SPLADE gives all the words closer to the words in jd skills. If orchestration word is present, it is closely related to music, opera. This is the reason, why we see the words “music” and “opera” in the token weights

# Map index → token for a sparse result                                                                                                
token_weights = [
    tokenizer.convert_ids_to_tokens(int(idx)) for idx in jd_sparse.indices                                                                        
]
print('======JD requires skills=====')
print(token_weights)
print(len(token_weights))
print(len(jd_req_skills.split()))

token_weights = [
    tokenizer.convert_ids_to_tokens(int(idx)) for idx in candidate_sparse.indices                                                                        
]

print('======Candidate skills=====')
print(token_weights)
print(len(token_weights))
print(len(candidate_skills.split()))

======JD requires skills=====
['8', 'with', '##e', 'music', '##es', 'song', 'band', 'feel', 'sound', '##ne', 'performance', 'theatre', 'dance', 'engine', 'musical', 'experience', '##ation', 'effect', '##tion', 'opera', 'orchestra', 'concert', 'audience', 'composer', 'experienced', '##ber', 'technique', 'symphony', 'experiences', 'arrangement', 'instrument', 'genre', '##net', 'ensemble', 'conductor', 'emotion', 'ku']
37
4
======Candidate skills=====
['+', '##s', 'many', 'company', 'small', 'service', '2000', '50', '40', 'network', 'management', 'technology', 'systems', 'industry', 'key', '500', 'manager', 'managed', '45', '80', 'equipment', 'capacity', 'software', 'vehicle', 'brand', 'plus', 'fifty', 'strategy', 'manage', 'infrastructure', 'deployed', '##vic', '##ser', 'hardware', 'deployment', 'micro', 'deploy', 'aw']
38
6

The cosine similarity computed here will always be greater than 0 because Term frequency and inverse document frequency are always positive. If the cosine similarity is close to 0, then words are unrelated.
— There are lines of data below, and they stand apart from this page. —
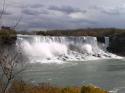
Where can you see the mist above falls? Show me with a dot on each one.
(71, 48)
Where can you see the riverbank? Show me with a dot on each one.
(22, 87)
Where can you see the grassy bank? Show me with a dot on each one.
(21, 87)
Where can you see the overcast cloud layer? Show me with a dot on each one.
(64, 14)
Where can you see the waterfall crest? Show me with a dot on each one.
(71, 48)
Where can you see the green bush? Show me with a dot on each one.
(7, 36)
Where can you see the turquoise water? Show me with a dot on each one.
(107, 74)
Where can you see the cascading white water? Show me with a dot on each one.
(47, 48)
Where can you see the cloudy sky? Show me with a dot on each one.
(64, 14)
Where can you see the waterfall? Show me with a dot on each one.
(62, 48)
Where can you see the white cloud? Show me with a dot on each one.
(77, 15)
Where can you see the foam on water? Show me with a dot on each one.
(47, 49)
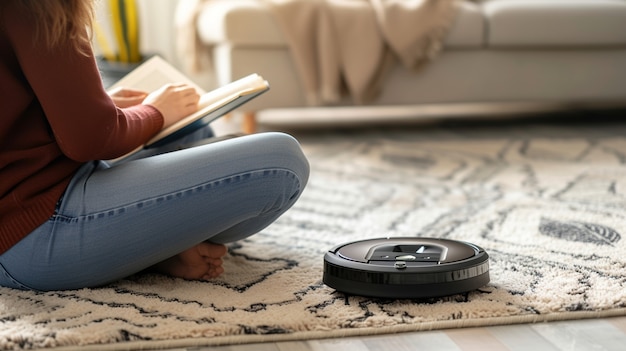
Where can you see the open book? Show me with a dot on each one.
(156, 72)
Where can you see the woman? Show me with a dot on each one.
(69, 221)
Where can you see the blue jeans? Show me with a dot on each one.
(114, 221)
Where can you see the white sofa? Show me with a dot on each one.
(497, 51)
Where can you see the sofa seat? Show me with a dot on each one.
(566, 51)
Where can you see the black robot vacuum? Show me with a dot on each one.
(406, 267)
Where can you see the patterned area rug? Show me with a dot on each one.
(547, 204)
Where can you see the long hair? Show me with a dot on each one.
(61, 21)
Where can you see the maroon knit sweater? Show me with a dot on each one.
(54, 116)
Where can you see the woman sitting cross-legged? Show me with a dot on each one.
(69, 220)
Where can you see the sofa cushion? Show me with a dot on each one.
(250, 23)
(555, 23)
(239, 23)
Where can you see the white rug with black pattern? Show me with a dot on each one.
(548, 203)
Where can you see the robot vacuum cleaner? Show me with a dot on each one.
(406, 267)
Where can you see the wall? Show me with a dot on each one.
(157, 30)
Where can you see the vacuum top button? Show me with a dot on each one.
(406, 258)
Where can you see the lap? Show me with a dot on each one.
(115, 221)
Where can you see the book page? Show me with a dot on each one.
(152, 75)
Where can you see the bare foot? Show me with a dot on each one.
(201, 262)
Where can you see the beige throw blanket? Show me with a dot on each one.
(343, 48)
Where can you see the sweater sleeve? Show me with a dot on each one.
(83, 118)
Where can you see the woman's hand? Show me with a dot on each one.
(125, 97)
(174, 101)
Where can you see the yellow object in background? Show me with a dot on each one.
(125, 24)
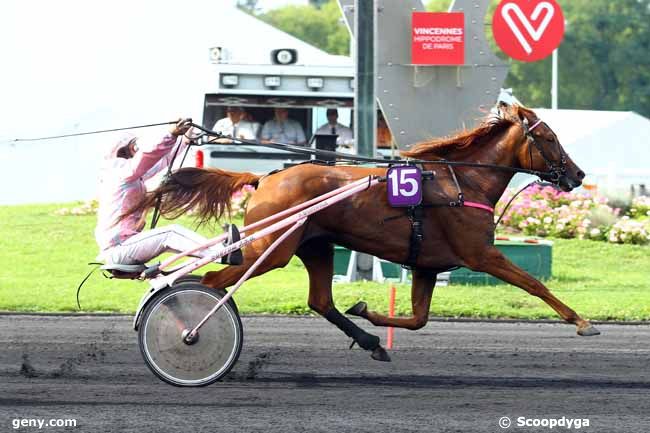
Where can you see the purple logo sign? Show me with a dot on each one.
(404, 186)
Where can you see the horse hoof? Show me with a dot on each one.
(380, 354)
(588, 331)
(358, 309)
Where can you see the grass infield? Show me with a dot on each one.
(44, 258)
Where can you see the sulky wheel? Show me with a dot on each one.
(210, 356)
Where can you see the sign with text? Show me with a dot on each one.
(528, 30)
(404, 186)
(438, 38)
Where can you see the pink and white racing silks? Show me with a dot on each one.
(121, 185)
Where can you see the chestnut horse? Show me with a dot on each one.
(453, 236)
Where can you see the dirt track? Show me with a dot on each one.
(296, 374)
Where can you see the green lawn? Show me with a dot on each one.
(44, 258)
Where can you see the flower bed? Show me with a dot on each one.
(545, 211)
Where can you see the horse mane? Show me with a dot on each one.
(467, 141)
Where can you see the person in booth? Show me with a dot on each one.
(384, 136)
(235, 124)
(281, 129)
(345, 139)
(126, 167)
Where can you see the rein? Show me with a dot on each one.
(364, 159)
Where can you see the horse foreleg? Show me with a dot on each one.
(318, 258)
(421, 291)
(496, 264)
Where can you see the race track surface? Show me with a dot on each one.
(297, 375)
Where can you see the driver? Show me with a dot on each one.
(121, 184)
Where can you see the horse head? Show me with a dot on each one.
(539, 149)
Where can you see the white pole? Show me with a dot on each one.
(554, 82)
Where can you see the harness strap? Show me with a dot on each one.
(97, 265)
(415, 215)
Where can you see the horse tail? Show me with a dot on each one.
(207, 192)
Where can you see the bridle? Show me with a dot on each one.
(556, 170)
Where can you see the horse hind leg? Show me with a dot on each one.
(279, 258)
(318, 258)
(421, 292)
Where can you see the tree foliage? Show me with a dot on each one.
(604, 61)
(321, 27)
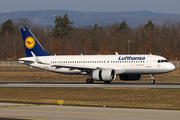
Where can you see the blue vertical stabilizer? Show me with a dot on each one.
(32, 44)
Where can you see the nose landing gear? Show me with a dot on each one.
(152, 80)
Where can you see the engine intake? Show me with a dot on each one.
(104, 75)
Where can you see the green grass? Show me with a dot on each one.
(135, 98)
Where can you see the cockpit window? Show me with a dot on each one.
(161, 61)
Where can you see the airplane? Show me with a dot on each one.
(98, 67)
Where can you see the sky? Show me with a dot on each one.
(158, 6)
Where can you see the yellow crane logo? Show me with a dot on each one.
(29, 42)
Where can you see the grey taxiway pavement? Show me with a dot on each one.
(84, 85)
(57, 112)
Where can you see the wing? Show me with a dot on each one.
(76, 66)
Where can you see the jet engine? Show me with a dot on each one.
(104, 75)
(130, 77)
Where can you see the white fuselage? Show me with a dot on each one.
(122, 64)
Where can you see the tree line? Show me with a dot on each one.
(65, 39)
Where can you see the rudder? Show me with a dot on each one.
(32, 44)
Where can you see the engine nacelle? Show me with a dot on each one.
(104, 75)
(130, 77)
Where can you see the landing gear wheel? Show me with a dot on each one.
(152, 81)
(107, 81)
(89, 80)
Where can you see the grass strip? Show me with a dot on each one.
(120, 97)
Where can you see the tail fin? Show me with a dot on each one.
(32, 44)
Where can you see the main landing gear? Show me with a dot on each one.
(89, 80)
(152, 80)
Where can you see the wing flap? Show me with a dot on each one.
(76, 66)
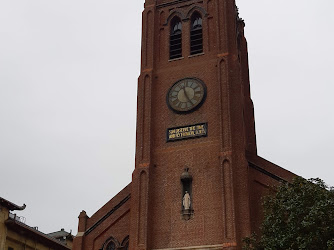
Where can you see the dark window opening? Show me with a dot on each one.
(111, 246)
(175, 42)
(196, 34)
(186, 202)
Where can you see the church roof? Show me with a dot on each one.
(60, 234)
(24, 229)
(11, 206)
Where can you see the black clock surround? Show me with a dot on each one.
(186, 95)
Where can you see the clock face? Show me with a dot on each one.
(186, 95)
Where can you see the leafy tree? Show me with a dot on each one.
(300, 215)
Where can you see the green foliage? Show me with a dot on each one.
(299, 216)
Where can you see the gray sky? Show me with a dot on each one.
(68, 86)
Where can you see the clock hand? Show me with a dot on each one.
(185, 93)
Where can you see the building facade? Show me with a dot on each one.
(198, 180)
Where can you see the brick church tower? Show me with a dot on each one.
(198, 181)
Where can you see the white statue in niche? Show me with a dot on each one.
(186, 201)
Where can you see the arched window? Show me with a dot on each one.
(175, 42)
(111, 246)
(125, 243)
(196, 34)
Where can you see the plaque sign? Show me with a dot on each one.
(187, 132)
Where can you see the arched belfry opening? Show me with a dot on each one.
(196, 34)
(175, 41)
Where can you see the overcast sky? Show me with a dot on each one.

If the cosine similarity is close to 1, then words are related.

similarity = sparse_cosine_similarity(jd_sparse.indices, jd_sparse.values, candidate_sparse.indices, candidate_sparse.values)
print(similarity)

=====common words=====
[]
0.0

Difference between various sparse embedding model

UniCOIL sparse embeddings (for comparison with SPLADE and BM25)

UniCOIL (Uni-Contextualized Inverted Index Language model): - Uses BERT to produce a CONTEXTUAL hidden state per token - Projects each token’s hidden state to a single scalar via Linear(hidden_size → 1) + ReLU - Only tokens present in the input get a weight — NO vocabulary expansion

Where it sits between BM25 and SPLADE: BM25 — exact tokens, statistical weights (TF×IDF), no neural network UniCOIL — exact tokens, CONTEXTUAL learned weights, neural (BERT backbone) SPLADE — expands to related vocab terms, contextual weights, neural (BERT backbone)
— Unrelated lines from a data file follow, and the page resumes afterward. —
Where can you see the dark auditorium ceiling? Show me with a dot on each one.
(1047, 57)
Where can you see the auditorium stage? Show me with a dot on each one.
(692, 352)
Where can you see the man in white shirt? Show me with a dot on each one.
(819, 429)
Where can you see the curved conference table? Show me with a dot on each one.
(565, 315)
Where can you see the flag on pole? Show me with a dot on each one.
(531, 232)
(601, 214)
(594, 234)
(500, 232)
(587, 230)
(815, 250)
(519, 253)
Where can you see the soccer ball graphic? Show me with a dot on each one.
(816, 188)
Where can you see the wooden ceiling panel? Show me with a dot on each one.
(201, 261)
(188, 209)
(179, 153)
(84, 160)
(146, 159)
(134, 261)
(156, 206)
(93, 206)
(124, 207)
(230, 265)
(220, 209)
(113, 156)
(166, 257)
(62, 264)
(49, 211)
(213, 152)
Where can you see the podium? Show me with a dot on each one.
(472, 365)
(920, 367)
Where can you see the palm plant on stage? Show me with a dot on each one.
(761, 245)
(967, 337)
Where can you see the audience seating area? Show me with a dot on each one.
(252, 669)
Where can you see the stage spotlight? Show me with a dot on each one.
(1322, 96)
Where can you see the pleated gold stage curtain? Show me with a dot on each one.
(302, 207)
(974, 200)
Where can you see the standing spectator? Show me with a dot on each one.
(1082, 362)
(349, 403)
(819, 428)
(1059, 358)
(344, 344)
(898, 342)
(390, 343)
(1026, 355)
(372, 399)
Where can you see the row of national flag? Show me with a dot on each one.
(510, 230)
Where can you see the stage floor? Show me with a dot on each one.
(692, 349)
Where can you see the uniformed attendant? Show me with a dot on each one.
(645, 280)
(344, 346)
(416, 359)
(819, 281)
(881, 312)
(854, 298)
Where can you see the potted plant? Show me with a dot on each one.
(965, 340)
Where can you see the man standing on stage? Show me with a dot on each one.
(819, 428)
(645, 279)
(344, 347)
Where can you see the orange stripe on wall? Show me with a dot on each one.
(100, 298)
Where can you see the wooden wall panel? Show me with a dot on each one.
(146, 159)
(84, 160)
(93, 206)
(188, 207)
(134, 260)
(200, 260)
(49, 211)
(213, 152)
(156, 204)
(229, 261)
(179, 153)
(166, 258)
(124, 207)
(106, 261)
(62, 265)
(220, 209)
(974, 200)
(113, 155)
Example: “Kubernetes orchestration” BM25: activates → [kubernetes, orchestration] (weights: TF×IDF counts) UniCOIL: activates → [ku, ##ber, ##netes, or, ##che, ##stration, …] (same WordPiece subwords as SPLADE, but weights are contextual scalars) SPLADE: activates → [kubernetes, orchestration, container, cluster, k8, …] (expands to semantically related vocabulary)

NOTE: The linear layer below uses random weights since loading the full pre-trained checkpoint (castorini/unicoil-noexp-msmarco-passage) requires mapping custom state-dict keys. For production use, load that checkpoint. The architecture and token activation pattern are correct regardless.